Een ander pad laat orexin of hypocretin vrij. De axonen die dit vrijlaten, lopen tot het basale voorbrein en andere gebieden waar zij andere neuronen stimuleren die betrokken zijn bij waakzaamheid. Andere paden vanuit de laterale hypothalamus reguleren cellen in het basale voorbrein. Basale voorbrein cellen hebben axonen die door de thalamus en cerebrale cortex lopen. Sommige van deze axonen scheiden acetylcholine uit wat arousal versterkt.

33
Q

reticulaire formatie (pontomesencephalon & locus coeruleus)

A

uit onderzoek blijkt dat de structuur voor waakzaamheid zich in de hersenstam bevindt, tussen de twee doorsneden. Dit gebied is de reticulaire formatie. Een laag activiteit level van de reticulaire formatie produceert slaap en hoge levels produceren waakzaamheid. De neurotransmitters: acetylcholine en glutamaat. De reticulaire formatie wordt vaak gezien als het reticular activating system.

Pontomesencephalon: een deel van de reticulaire formatie die corticale arousal opwekt. Deze neuronen ontvangen input van vele sensorische systemen en genereren eigen spontane activiteiten. Stimulatie van het pontomesecephalon laat een slapend persoon ontwaken of vergroot de alertheid van een wakker persoon. Subsystemen binnen het pontomesencephalon controleren verschillende sensorische output.

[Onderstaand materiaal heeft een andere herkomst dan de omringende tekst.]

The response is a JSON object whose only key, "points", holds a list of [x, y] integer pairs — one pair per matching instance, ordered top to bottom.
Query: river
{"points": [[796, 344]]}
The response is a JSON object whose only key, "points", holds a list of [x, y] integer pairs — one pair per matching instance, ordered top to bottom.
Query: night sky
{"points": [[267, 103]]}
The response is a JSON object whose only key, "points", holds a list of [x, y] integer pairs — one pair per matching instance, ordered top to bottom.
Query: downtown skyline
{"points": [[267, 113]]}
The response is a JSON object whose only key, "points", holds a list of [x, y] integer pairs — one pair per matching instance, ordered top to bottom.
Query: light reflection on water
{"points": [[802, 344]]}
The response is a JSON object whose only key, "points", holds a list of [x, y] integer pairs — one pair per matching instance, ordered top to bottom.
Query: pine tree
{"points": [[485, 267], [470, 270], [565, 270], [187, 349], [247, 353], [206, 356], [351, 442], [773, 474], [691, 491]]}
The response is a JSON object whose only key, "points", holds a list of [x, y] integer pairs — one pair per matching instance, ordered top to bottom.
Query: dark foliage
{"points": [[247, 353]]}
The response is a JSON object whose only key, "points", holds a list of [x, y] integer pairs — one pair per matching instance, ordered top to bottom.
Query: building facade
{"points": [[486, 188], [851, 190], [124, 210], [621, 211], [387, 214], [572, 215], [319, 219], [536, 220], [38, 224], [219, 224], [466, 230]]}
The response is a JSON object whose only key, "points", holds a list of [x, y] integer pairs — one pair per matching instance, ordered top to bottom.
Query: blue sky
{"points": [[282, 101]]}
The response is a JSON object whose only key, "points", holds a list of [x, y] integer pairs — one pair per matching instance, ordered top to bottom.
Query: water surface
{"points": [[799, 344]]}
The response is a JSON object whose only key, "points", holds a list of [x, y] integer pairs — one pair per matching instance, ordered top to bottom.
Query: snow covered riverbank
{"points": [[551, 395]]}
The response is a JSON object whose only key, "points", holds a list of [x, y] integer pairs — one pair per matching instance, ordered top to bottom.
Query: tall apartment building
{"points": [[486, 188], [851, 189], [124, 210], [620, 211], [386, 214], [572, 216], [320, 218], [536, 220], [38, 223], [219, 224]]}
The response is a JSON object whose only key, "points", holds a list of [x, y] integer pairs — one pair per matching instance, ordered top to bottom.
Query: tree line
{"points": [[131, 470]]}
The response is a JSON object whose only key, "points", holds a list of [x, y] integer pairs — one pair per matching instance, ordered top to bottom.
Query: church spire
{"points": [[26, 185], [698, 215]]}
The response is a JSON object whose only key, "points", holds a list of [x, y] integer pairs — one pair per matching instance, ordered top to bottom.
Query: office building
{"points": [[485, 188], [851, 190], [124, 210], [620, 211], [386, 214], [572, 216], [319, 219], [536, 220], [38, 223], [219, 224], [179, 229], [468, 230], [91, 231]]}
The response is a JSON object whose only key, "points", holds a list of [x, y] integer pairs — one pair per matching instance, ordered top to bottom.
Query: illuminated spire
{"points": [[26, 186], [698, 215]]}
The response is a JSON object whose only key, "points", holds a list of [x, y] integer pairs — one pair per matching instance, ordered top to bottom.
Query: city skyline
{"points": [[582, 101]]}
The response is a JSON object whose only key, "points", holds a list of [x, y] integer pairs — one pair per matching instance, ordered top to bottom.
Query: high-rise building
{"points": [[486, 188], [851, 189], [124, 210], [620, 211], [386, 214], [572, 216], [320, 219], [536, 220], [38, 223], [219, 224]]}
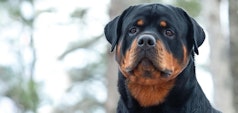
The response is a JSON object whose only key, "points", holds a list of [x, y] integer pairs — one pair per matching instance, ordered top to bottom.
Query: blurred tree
{"points": [[233, 20], [219, 62], [22, 88]]}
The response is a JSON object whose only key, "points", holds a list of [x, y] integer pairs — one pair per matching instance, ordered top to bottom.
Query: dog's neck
{"points": [[183, 90]]}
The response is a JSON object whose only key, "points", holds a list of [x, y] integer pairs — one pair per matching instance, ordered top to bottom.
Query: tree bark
{"points": [[116, 8], [233, 19], [219, 62]]}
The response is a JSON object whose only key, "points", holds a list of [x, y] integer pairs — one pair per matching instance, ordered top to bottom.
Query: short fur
{"points": [[155, 46]]}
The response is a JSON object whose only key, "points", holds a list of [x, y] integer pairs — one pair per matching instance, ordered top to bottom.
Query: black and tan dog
{"points": [[155, 46]]}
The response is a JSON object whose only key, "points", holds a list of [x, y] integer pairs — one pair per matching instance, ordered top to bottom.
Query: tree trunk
{"points": [[116, 8], [233, 19], [219, 62]]}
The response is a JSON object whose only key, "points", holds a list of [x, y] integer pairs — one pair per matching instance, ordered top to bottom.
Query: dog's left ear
{"points": [[112, 30], [196, 31]]}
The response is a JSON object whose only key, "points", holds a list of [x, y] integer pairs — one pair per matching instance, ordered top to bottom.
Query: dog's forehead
{"points": [[153, 10]]}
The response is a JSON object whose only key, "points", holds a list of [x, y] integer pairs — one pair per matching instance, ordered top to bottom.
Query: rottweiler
{"points": [[155, 46]]}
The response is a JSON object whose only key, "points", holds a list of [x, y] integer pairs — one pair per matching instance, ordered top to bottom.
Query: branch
{"points": [[77, 46]]}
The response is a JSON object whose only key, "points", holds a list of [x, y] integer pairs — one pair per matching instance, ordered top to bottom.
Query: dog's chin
{"points": [[147, 66]]}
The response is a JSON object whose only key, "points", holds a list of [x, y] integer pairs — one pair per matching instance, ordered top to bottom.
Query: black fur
{"points": [[186, 96]]}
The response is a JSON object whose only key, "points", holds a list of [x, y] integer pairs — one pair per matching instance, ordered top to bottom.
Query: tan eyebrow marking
{"points": [[140, 22], [163, 23]]}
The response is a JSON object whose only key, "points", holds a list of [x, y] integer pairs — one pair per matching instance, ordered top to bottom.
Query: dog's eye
{"points": [[133, 30], [169, 32]]}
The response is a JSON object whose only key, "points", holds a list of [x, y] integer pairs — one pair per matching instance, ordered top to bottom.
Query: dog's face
{"points": [[153, 45]]}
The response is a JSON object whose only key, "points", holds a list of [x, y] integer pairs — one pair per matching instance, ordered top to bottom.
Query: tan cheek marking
{"points": [[140, 22], [163, 23], [118, 53]]}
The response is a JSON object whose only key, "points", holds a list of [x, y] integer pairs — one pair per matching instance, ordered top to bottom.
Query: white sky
{"points": [[51, 39]]}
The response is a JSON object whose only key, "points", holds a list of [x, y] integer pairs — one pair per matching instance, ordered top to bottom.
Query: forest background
{"points": [[54, 57]]}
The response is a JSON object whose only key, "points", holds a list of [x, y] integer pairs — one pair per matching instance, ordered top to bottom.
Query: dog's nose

Locus coeruleus: een kleine structuur in de pons die meestal inactief is, met name tijdens de slaap. Het straalt uitbarstingen van impulsen uit in reactie op betekenisvolle gebeurtenissen (vooral gebeurtenissen die emotionele arousal veroorzaken). Axonen van dit gebied laten norepinefrine vrij in de cortex. Stimulatie van dit gebied versterkt de opslag van de recente herinneringen. Omdat het inactief is tijdens de slaap is het moeilijker om je dromen te onthouden.

34
Q

Reticular REM-sleep nuclei

A

De reticular REM-sleep nuclei zijn betrokken bij de REM-slaap en bevinden zich in de caudale reticulaire formatie. Elke nucleus is betrokken bij de controle van één van de indicaties van de REM-slaap.

35
Q

GABA

A

GABA is de belangrijkste remmende neurotransmitter van het brein en is verantwoordelijk voor slaap. Het wordt geproduceerd wanneer je in slaap begint te vallen. Tijdens de slaap zakken de lichaamstemperatuur en de metabolische snelheid. De activiteit van neuronen daalt ook, maar niet zo snel als verwacht. Spontaan actieve neuronen blijven vuren. Neuronen in de sensorische gebieden blijven reageren op geluiden en andere stimuli. De reden dat de mens toch onbewust is, is het inhiberen van de synaptische activiteit door GABA. Wanneer een neuron actief is, breekt GABA de activiteit af en voorkomt dat de stimulatie aan andere neuronen wordt doorgegeven.